Aquí estamos de paso

Camela

Me ha salido pesimista la columna. Qué le voy a hacer. Ni engaño ni me engaño

Pone la tele en su altar a Camela, que pasaron del casete al CD y ahora reinan en las plataformas de canciones porque son el espíritu jaranero y burlón de la España imperecedera, y uno pensaría que si no fuera por el especial de Nochebuena de la pública y las risas de los niños y su rasgar de papel regalo de esta semana, todo esto de las navidades, las felicitaciones y los deseos de paz y prosperidad no es más que una broma pesada, un sarcasmo de basto filo. Escucho en la Navidad de la radio a un niño de Afganistán -doce años, sin sueños, la madurez forzada de la desgracia- lamentarse de que la vida no tiene sentido, no merece la pena. Más cerca, Gaza, al otro lado de nuestro mar común, aquel vinoso ponto de los griegos, el Mediterráneo de Serrat, es una tierra quemada en la que, sigue diciendo la radio, todo el mundo está pasando hambre o a punto de hacerlo. Los que quedan vivos, claro. En el portal de Belén, que está en la Cisjordania ocupada, ya no hay estrellas, ni sol ni luna, ni las tres culturas que aparenta simbolizar el villancico: el silencio obligado de la guerra y la ruina de quienes viven del turismo religioso hoy inexistente, callado, prohibido, es el único dibujo de esta navidad de mentira.

Todo es extraño, como impostado. Hay luces en las ciudades, las calles comerciales están llenas, se escuchan villancicos en los altavoces callejeros o en los comercios, pero uno tiene la sensación de que esta Navidad alguien se está burlando de nosotros. Quizá solo sea un arrebato pesimista o la autoflagelación de una mirada demasiado sensible a lo que nos rodea, pero me resulta muy difícil festejar lo personal en este tiempo. Ni siquiera atendiendo a un espíritu religioso que se olvidase de su compromiso de solidaridad universal. Claro que hay que celebrar la vida, con más energía aún cuando la atmósfera se presta a ello y uno tiene cerca a las personas que quiere. Pero hay tanto y tan doloroso si uno se toma la molestia de asomarse al exterior, al más cercano incluso, que es tarea altamente complicada.

Hasta el Rey en su discurso institucional tiene que llenar el aire de la Nochebuena y las pantallas de las teles abiertas en nuestras casas de una defensa de la Constitución que sería una obviedad innecesaria de no estar este país sumido en el desconcierto de un tiempo incomprensible.
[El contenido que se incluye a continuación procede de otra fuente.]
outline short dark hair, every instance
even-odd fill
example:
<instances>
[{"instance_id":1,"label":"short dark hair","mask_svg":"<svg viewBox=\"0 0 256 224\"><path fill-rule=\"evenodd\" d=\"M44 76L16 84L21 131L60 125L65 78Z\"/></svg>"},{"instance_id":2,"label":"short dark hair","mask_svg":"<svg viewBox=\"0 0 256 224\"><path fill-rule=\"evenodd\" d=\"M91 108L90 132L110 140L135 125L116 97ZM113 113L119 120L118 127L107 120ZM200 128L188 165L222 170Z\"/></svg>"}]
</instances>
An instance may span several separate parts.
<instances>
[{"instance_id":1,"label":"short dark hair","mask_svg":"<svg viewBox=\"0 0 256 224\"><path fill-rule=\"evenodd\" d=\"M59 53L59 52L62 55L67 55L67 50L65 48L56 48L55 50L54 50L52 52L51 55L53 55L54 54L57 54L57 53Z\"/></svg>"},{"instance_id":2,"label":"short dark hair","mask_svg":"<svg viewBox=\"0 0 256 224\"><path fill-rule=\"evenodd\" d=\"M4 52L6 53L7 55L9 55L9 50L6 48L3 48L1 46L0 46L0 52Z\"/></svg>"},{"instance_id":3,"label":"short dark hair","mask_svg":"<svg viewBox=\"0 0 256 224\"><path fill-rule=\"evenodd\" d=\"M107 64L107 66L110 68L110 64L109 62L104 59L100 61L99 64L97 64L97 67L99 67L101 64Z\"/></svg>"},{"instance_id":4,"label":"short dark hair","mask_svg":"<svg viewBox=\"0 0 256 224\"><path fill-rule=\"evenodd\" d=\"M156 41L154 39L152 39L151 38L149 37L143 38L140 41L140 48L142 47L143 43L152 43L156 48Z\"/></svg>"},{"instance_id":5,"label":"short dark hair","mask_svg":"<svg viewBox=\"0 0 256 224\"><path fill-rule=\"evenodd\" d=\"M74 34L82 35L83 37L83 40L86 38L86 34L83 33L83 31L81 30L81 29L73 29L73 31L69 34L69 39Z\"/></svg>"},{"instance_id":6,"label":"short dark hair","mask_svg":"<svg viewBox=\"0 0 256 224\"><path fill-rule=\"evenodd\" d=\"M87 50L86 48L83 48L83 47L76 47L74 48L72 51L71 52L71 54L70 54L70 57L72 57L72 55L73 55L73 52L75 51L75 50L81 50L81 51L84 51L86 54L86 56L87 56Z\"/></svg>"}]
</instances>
Se lamentan algunos de que los que dieron el golpe acusen al Monarca del golpista o de que los nacionalistas tuerzan el gesto ante el discurso. Pero eso es lo previsible, diría que hasta lo que encaja en la lógica de las cosas.

Lo que no lo hace, lo que chirría como el resto de la realidad que nos asalta y que el celofán navideño es incapaz de edulcorar, es que por primera vez sea el discurso del Rey en Navidad un texto monográfico que pone en valor una Constitución y su armazón de concordia. Evidentemente, porque están en peligro.

No hay estrella que brille en un Belén en guerra, ni paz en un mundo cada vez más descomprometido y egoísta, ni aliento en una política mediocre a la que el Jefe del Estado tiene que recordar lo evidente.

Me ha salido pesimista la columna. Qué le voy a hacer. Ni engaño ni me engaño. Fuera del encuentro y el tiempo con mi gente sólo me queda Camela para celebrar esta Navidad tan de cartón piedra.